Mourir pour la cause
Dans les années 1960, une poignée de militants socialistes québecois, révoltés par le mépris dont la classe dirigeante anglophone fait preuve face aux francophones, décide de passer à l’action. Inspirés par les révolutions d’Amérique latine, ils fondent le Front de libération du Québec, dit FLQ. Chris Oliveros – fondateur et ancien directeur de la maison d’édition Drawn & Quaterly – raconte les coups d’éclat manqués de ces apprentis révolutionnaires sous la forme d’un reportage fictif pour la CBC, qui aurait été tourné en 1975. Soit cinq ans après une crise majeure en octobre 1970, qu’il retracera dans un deuxième tome et à laquelle ont mené les évènements des années 1960.

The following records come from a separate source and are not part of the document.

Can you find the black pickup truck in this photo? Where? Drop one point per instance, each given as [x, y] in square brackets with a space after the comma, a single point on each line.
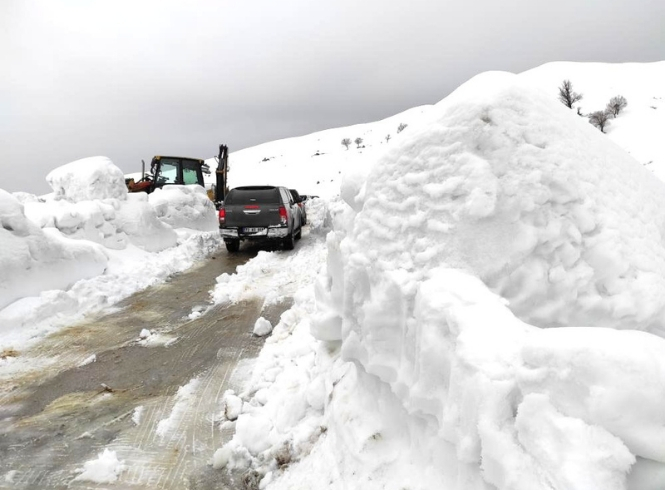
[259, 213]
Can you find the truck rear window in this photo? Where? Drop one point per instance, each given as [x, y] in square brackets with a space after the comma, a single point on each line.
[257, 195]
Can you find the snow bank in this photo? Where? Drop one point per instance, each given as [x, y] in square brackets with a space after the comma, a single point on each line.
[120, 245]
[185, 206]
[33, 260]
[507, 208]
[88, 179]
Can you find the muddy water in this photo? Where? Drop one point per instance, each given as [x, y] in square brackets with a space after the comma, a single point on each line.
[68, 408]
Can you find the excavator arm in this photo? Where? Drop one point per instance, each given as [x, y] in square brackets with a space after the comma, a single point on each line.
[221, 173]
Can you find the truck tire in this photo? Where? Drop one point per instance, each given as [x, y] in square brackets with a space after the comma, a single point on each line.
[232, 245]
[288, 242]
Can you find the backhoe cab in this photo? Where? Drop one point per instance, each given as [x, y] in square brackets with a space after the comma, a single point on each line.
[170, 170]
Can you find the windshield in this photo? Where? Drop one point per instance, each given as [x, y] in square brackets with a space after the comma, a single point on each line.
[169, 172]
[190, 173]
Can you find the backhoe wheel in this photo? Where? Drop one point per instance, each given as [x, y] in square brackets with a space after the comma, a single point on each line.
[232, 245]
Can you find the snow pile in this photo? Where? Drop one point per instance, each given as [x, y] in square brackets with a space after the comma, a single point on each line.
[185, 206]
[279, 417]
[33, 260]
[509, 186]
[105, 469]
[512, 189]
[86, 220]
[142, 225]
[120, 246]
[88, 179]
[503, 214]
[91, 202]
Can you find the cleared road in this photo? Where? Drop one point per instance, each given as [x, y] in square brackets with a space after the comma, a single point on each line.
[71, 406]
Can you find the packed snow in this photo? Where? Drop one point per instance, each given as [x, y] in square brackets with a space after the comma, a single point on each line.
[90, 244]
[478, 303]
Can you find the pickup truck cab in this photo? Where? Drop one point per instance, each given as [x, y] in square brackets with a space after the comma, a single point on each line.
[259, 213]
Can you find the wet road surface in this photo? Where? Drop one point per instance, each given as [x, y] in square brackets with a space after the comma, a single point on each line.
[98, 385]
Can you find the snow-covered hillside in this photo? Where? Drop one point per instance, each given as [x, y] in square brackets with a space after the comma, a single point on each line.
[639, 128]
[423, 377]
[419, 351]
[315, 163]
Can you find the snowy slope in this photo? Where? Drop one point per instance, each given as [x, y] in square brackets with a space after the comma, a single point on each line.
[314, 164]
[294, 161]
[424, 377]
[639, 128]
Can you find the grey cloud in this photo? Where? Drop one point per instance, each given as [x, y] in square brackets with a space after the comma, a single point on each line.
[132, 79]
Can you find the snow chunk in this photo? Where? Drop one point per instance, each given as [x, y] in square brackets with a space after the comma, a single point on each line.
[33, 260]
[232, 405]
[105, 469]
[262, 327]
[88, 179]
[185, 206]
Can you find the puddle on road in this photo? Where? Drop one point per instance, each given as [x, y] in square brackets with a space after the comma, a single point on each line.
[63, 413]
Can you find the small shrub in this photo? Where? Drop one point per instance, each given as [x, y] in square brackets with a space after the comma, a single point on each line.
[600, 119]
[567, 95]
[616, 105]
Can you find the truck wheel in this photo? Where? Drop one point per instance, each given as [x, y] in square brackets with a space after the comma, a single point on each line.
[232, 245]
[288, 242]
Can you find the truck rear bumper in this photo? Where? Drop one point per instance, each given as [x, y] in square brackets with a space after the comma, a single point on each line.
[270, 233]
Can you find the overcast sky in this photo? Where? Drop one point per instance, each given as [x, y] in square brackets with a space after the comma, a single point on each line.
[131, 79]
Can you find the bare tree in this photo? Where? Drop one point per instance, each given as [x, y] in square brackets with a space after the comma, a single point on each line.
[600, 119]
[616, 105]
[567, 95]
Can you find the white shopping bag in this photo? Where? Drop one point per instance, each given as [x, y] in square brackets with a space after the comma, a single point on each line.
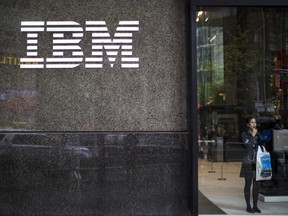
[263, 165]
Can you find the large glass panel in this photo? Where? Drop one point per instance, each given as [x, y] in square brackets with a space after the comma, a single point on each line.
[242, 55]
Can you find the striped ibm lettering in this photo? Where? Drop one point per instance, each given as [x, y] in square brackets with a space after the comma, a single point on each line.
[119, 44]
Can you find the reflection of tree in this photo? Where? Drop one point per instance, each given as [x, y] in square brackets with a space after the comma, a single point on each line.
[236, 78]
[244, 67]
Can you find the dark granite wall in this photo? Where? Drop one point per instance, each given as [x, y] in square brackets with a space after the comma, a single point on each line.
[149, 98]
[56, 158]
[93, 174]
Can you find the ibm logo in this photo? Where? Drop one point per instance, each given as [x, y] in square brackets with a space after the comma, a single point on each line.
[101, 41]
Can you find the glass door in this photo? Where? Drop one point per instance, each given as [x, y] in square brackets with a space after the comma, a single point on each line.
[242, 70]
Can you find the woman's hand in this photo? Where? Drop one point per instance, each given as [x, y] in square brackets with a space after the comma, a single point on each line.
[254, 131]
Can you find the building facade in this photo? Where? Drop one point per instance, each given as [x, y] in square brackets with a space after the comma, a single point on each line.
[106, 107]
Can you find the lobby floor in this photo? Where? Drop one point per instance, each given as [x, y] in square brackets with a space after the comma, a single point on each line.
[228, 194]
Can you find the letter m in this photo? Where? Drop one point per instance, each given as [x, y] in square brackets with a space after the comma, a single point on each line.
[102, 40]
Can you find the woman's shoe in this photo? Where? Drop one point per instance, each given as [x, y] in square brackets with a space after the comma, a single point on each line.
[256, 209]
[250, 210]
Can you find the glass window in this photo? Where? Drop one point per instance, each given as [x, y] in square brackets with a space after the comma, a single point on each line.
[242, 67]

Le récit est découpé en trois parties, articulées autour de trois hommes, trois wannabe leaders qui auront vainement tenté de donner forme à cette lutte : Georges Schoeters, François Schirm et Pierre Vallières. Mais le manque de moyen et de formation, leur faible capacité d’action et de rassemblement, et une absence de soutien populaire vouent leurs entreprises respectives à l’échec. Les « felquistes », maladroits et naïfs, ne parviennent qu’à réaliser des actions mineures… Ce qui n’empêche pas leurs bombes de faire des victimes, à qui cette BD donne aussi une place.
Témoins, proches de victimes, ouvriers, patrons, francophones ou anglophones : le faux documentaire permet à Chris Oliveros de donner corps à tous ces points de vue, dans un numéro d’équilibriste réussi entre la proximité avec les victimes et celle avec les révoltés. Un certain humour transparaît toutefois, et amène le récit du côté de la satire, notamment quand s’exprime l’incompétence des felquistes. L’effet est renforcé par un dessin cartoon et minimaliste, qui évite le réalisme académique.
On connaît mal, en France, le contexte socio-politique ayant mené à ces tentatives révolutionnaires. C’est peut-être le principal défaut de cet ouvrage, qu’il serait difficile de comprendre sans l’annexe, très fournie. Cela n’empêche pas d’être porté par cette lecture, qui donne surtout envie d’en savoir plus sur la crise de 1970.